HEALTH IS WEALTH so you must have heard and it is true. Just as we try to keep up with our financial, social, family, relationship demands so we ought to keep up with our health. There are some health tips I will like to share with you.
A). VITAMIN A: “Vitamin A” is the blanket term for retinoids, biologically active compounds that occur naturally in both plant and animal tissues. Vitamin A is important for many functions, including:
- Supporting bone growth, reproduction and immune system health
- Helping the skin and mucous membranes repel bacteria and viruses more effectively
- Promoting healthy vision
- Slowing declining retinal function in people with retinitis pigmentosa
Vitamin A is fat-soluble, and has potential for toxicity if supplementing with retinols. The best natural food sources of vitamin A are their precursors, the carotenoids, found in fruits and vegetables, including carrots, spinach, kale, butternut squash, cantaloupe, mangoes, pumpkins and sweet potatoes. In supplement form, I recommend 15,000 IU of mixed carotenoids daily. Look for products that contain beta-carotene, alpha-carotene, lycopene, astaxanthin, lutein and zeaxanthin as part of an antioxidant formula.
B). UNHEALTHY BREAKFASTS
- Doughnuts. High in sugar, trans-fats, calories and refined flour, doughnuts are not only bad for your waistline, but ultimately disastrous for your energy levels as well. The high sugar content is likely to end in a midday energy crash. If you crave a doughnut, try a piece of whole-grain bread with some jam and peanut butter instead.

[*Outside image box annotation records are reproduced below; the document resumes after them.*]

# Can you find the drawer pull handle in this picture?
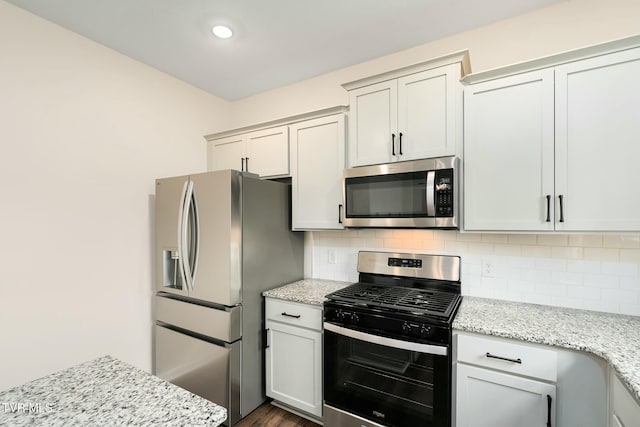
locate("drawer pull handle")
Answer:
[282,311,300,319]
[486,353,522,364]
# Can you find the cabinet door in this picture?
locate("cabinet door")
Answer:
[291,114,345,230]
[209,135,245,171]
[555,49,640,231]
[396,64,462,160]
[245,126,289,177]
[610,369,640,427]
[266,320,322,417]
[456,363,556,427]
[464,70,554,231]
[348,80,398,167]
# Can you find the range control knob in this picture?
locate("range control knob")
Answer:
[402,322,411,335]
[420,325,431,338]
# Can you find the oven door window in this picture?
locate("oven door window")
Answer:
[324,330,451,427]
[345,172,427,218]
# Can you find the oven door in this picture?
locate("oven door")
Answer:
[324,322,451,427]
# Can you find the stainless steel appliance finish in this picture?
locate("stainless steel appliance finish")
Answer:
[154,170,303,425]
[323,251,461,427]
[358,251,460,287]
[342,156,460,229]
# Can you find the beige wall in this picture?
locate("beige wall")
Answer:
[232,0,640,127]
[0,1,228,390]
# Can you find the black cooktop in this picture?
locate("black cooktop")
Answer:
[327,282,460,318]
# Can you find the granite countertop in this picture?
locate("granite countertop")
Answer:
[0,356,227,427]
[262,279,352,306]
[453,296,640,400]
[263,279,640,400]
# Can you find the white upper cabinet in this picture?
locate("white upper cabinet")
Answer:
[464,69,554,231]
[208,135,246,171]
[555,48,640,231]
[464,39,640,232]
[343,52,468,167]
[290,114,346,230]
[209,126,289,178]
[349,80,398,166]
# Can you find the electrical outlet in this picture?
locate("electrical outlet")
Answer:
[327,249,336,264]
[480,260,496,277]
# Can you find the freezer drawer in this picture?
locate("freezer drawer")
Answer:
[155,325,242,425]
[156,296,242,342]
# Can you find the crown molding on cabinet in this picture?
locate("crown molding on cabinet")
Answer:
[462,35,640,84]
[204,105,349,142]
[342,50,471,90]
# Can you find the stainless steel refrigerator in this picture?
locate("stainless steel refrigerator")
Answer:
[154,170,303,425]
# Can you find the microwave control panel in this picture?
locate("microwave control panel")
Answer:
[435,169,454,217]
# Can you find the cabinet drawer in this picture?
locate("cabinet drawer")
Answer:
[456,334,558,382]
[265,298,322,331]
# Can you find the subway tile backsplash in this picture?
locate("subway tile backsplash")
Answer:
[307,229,640,316]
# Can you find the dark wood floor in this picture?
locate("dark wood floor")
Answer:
[234,402,320,427]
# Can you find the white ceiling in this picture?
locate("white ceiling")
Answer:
[7,0,560,100]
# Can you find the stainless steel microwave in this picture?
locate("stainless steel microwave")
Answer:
[342,156,460,229]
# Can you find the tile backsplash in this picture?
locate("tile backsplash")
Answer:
[306,229,640,316]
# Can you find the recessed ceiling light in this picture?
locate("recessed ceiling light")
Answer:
[211,25,233,39]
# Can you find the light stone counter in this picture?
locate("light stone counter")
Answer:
[262,279,352,306]
[0,356,227,427]
[453,296,640,401]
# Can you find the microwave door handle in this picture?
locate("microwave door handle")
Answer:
[427,171,436,217]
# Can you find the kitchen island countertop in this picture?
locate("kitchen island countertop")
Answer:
[453,296,640,401]
[0,356,227,427]
[262,279,352,306]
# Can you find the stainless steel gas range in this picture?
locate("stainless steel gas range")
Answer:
[324,252,462,427]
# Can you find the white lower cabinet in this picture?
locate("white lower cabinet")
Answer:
[454,332,608,427]
[265,298,322,418]
[609,369,640,427]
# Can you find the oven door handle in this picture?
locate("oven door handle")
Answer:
[324,322,449,356]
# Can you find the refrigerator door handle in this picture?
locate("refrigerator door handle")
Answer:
[178,179,189,288]
[180,180,193,289]
[187,181,200,290]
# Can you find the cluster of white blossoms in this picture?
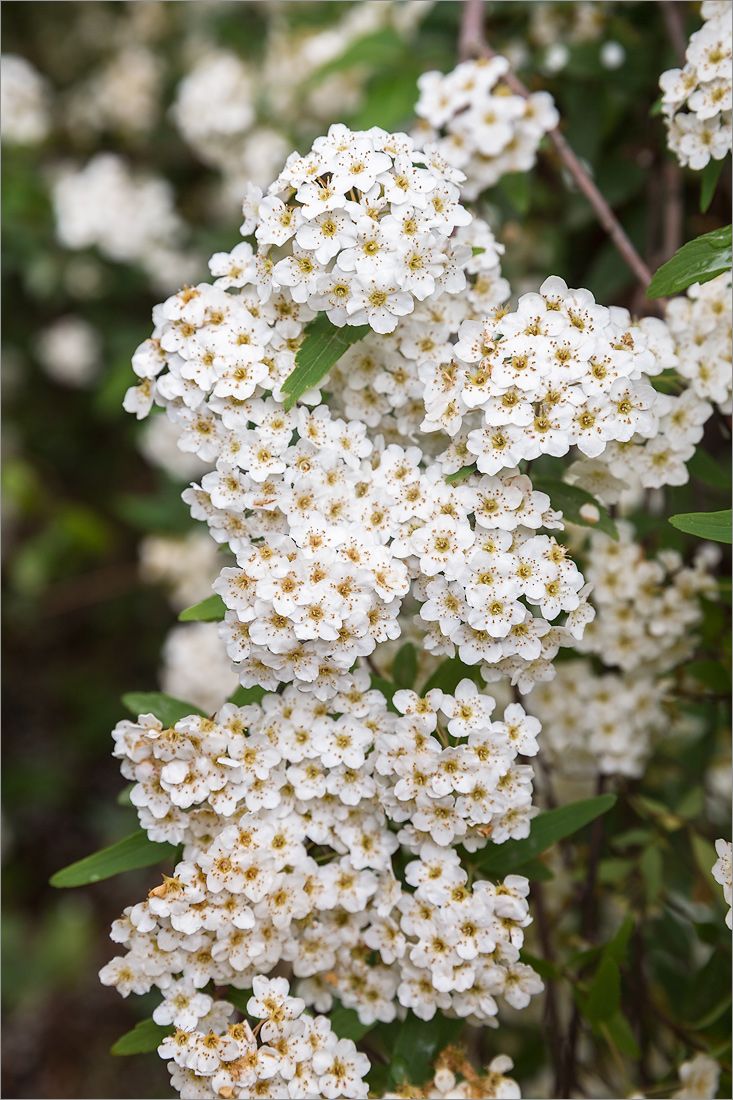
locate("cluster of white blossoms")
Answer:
[576,521,718,674]
[527,660,669,779]
[527,520,718,778]
[407,57,560,199]
[154,977,369,1100]
[712,840,733,928]
[35,315,102,388]
[119,127,598,699]
[51,153,198,290]
[0,54,51,145]
[659,0,733,171]
[101,672,543,1097]
[160,623,238,714]
[665,272,733,415]
[383,1046,522,1100]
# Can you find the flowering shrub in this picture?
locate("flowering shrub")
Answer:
[6,3,731,1100]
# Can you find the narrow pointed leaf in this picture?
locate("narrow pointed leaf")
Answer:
[669,508,731,542]
[122,691,206,726]
[474,794,616,876]
[178,592,227,623]
[50,829,175,889]
[110,1020,175,1057]
[283,314,371,409]
[534,477,619,539]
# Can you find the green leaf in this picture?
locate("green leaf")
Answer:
[586,955,621,1023]
[646,226,731,298]
[521,948,562,981]
[50,829,175,889]
[392,641,417,688]
[446,462,483,485]
[307,28,405,87]
[499,172,532,215]
[282,314,371,409]
[477,794,616,876]
[687,447,731,490]
[227,684,267,706]
[605,1012,642,1060]
[638,844,664,905]
[370,677,397,714]
[110,1020,175,1056]
[669,508,731,542]
[420,657,484,695]
[178,592,227,623]
[122,691,206,726]
[390,1012,466,1088]
[225,986,252,1016]
[700,157,726,213]
[603,913,634,965]
[690,833,718,881]
[534,477,619,539]
[683,660,731,695]
[328,1000,375,1043]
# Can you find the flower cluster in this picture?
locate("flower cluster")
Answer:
[52,153,198,289]
[0,54,51,145]
[659,0,733,171]
[665,272,732,414]
[125,127,587,699]
[576,521,718,673]
[527,660,669,779]
[35,316,102,388]
[153,977,369,1100]
[407,57,560,199]
[712,840,733,928]
[101,673,543,1096]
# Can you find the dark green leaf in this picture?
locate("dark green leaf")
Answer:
[390,1012,464,1088]
[646,226,731,298]
[50,829,175,888]
[638,844,664,905]
[307,28,405,86]
[586,955,621,1023]
[475,794,616,876]
[669,508,731,542]
[392,641,417,688]
[685,660,731,694]
[370,677,397,714]
[522,948,562,981]
[227,684,267,706]
[122,691,205,726]
[534,477,619,539]
[328,1001,375,1043]
[110,1020,175,1056]
[700,157,725,213]
[446,463,478,485]
[283,314,371,409]
[687,447,731,490]
[605,1012,642,1059]
[178,592,227,623]
[226,986,252,1016]
[603,913,634,965]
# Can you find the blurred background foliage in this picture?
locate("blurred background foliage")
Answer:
[2,0,730,1098]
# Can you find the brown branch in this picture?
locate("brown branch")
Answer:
[460,0,652,290]
[458,0,483,62]
[660,0,687,68]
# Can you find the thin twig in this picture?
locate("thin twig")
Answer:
[460,0,652,290]
[532,882,561,1080]
[458,0,483,62]
[660,0,687,68]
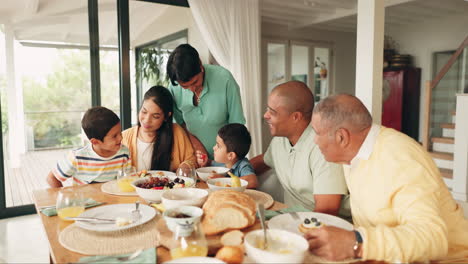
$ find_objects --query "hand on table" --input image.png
[208,173,226,179]
[304,226,356,261]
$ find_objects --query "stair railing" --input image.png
[422,36,468,151]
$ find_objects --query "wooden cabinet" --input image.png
[382,68,421,141]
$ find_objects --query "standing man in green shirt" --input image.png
[250,81,350,218]
[167,44,245,159]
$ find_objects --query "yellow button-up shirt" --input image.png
[344,125,468,263]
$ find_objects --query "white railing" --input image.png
[450,94,468,202]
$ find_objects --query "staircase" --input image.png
[423,36,468,202]
[429,111,455,186]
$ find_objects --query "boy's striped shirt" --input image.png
[52,144,131,184]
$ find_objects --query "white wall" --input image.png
[386,13,468,140]
[130,6,209,63]
[262,23,356,94]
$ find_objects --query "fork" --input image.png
[79,249,143,263]
[117,249,143,261]
[278,209,301,221]
[132,201,141,222]
[290,212,301,221]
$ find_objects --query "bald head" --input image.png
[271,81,314,121]
[314,94,372,132]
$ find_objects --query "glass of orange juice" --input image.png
[171,221,208,259]
[56,187,85,221]
[117,166,138,192]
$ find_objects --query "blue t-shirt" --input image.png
[211,158,255,177]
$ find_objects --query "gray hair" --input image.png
[313,94,372,131]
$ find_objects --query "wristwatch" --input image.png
[353,230,362,258]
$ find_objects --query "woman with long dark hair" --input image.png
[122,86,196,171]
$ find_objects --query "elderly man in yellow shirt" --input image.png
[305,95,468,263]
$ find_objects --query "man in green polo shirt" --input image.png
[251,81,350,217]
[167,44,245,159]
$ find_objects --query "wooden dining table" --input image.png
[33,182,287,263]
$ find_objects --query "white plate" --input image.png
[75,203,156,232]
[164,257,226,264]
[146,170,175,177]
[101,180,138,196]
[268,212,353,235]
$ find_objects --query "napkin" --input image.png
[78,248,156,263]
[265,205,310,220]
[39,198,103,216]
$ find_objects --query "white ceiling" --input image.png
[261,0,468,32]
[0,0,468,45]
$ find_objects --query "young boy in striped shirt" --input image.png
[47,106,131,187]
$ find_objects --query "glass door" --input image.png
[262,40,290,151]
[262,39,333,151]
[0,0,91,217]
[290,41,331,102]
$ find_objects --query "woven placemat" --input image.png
[59,216,160,255]
[101,180,138,196]
[244,189,275,209]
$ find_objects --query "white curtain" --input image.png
[189,0,263,157]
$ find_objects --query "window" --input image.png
[135,29,188,108]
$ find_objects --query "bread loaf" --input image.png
[221,230,244,246]
[202,190,255,235]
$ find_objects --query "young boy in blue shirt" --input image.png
[47,106,131,187]
[196,123,257,188]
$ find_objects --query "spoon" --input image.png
[257,204,268,249]
[132,201,141,222]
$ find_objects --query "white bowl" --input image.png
[161,188,208,209]
[244,229,309,263]
[132,175,194,203]
[163,205,203,233]
[206,177,249,192]
[197,167,229,181]
[164,257,226,264]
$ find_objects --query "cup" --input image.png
[176,166,197,188]
[56,187,85,221]
[170,221,208,259]
[117,166,138,192]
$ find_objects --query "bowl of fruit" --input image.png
[132,175,194,203]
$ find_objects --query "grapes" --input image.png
[137,177,185,189]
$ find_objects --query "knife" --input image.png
[65,216,115,224]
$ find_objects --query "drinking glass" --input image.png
[117,166,138,192]
[56,187,85,221]
[176,164,197,187]
[171,221,208,259]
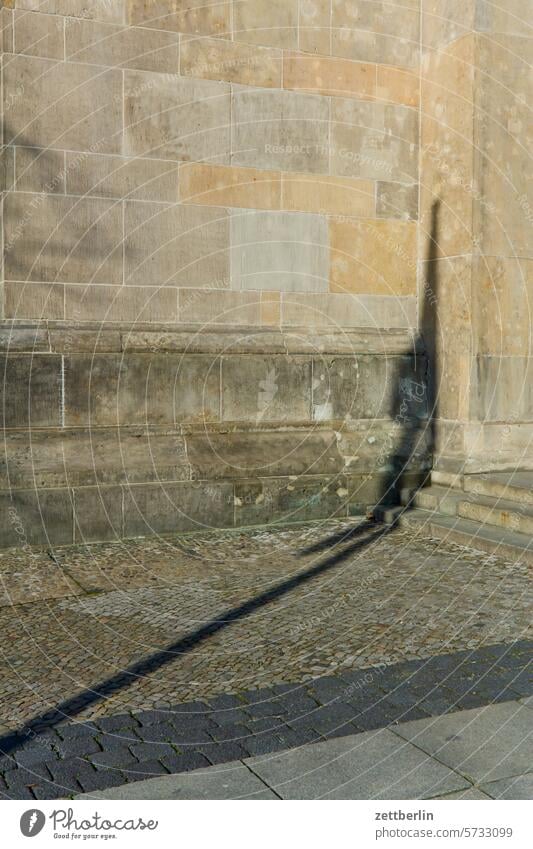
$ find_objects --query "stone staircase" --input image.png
[374,471,533,565]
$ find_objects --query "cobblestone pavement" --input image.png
[0,521,532,798]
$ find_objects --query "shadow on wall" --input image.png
[0,195,440,755]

- Fast-Food “Breakfast Sandwiches.” The combination of low-quality fried meats, processed cheese, and refined breads add up to a high-calorie, high-sodium unhealthy food. A better option is to make a sandwich at home – include whole-grain bread, and high-quality cheese, along with fresh veggies to boost your morning fiber.
- Sugared Cereal. While different brands vary widely in the amount of added sugars (do your homework and read the labels), sugared cereals should not be a part of your morning routine – or your diet, period. If you crave sweetness, try adding a half-teaspoon of sugar or stevia to unsweetened whole-grain cereals, or try a bowl of steel-cut oats with some blackstrap molasses, which provides added doses of calcium and iron.
- Granola. This healthy sounding mix of rolled oats, grains and sometimes fruits and nuts can be healthy, but you need to read the labels. Granola can be a source of unhealthy polyunsaturated fats and a larger amount of sugar than you may suspect. Instead of a bowl of granola, add some to unsweetened, organic yogurt for added flavor. When choosing granola, opt for full-fat, low-sugar versions
C). BANANA: A favorite tropical fruit of Americans, bananas are available year round, but can bring a touch of summer to your table during colder months. Native to the Caribbean and Central America, bananas are a good source of vitamins B6 and C, offer a fair share of magnesium, and are rich in potassium – one banana contains 450 mg of potassium, one-fifth of the adult daily requirement. In addition, bananas help to:
- Strengthen the stomach lining – bananas are good for soothing indigestion
- Normalize blood pressure, and protect against atherosclerosis and heart disease
- Promote healthy bones
The perfect go-anywhere food, bananas have only about 100 calories each, and serve as a healthful snack or pick-me-up anytime during the day. Bananas naturally lend their sweetness to cereals, smoothies, breads, muffins, and desserts, and also work well in relishes and salads.
Diabetics should take note that bananas have an intermediate score of 55 on the Glycemic Index (GI); I recommend diabetics choose fruits that rank low on the glycemic index, so if you do have diabetes, eat low-index fruits such as cherries, grapefruit, apricots and apples more frequently than you eat bananas.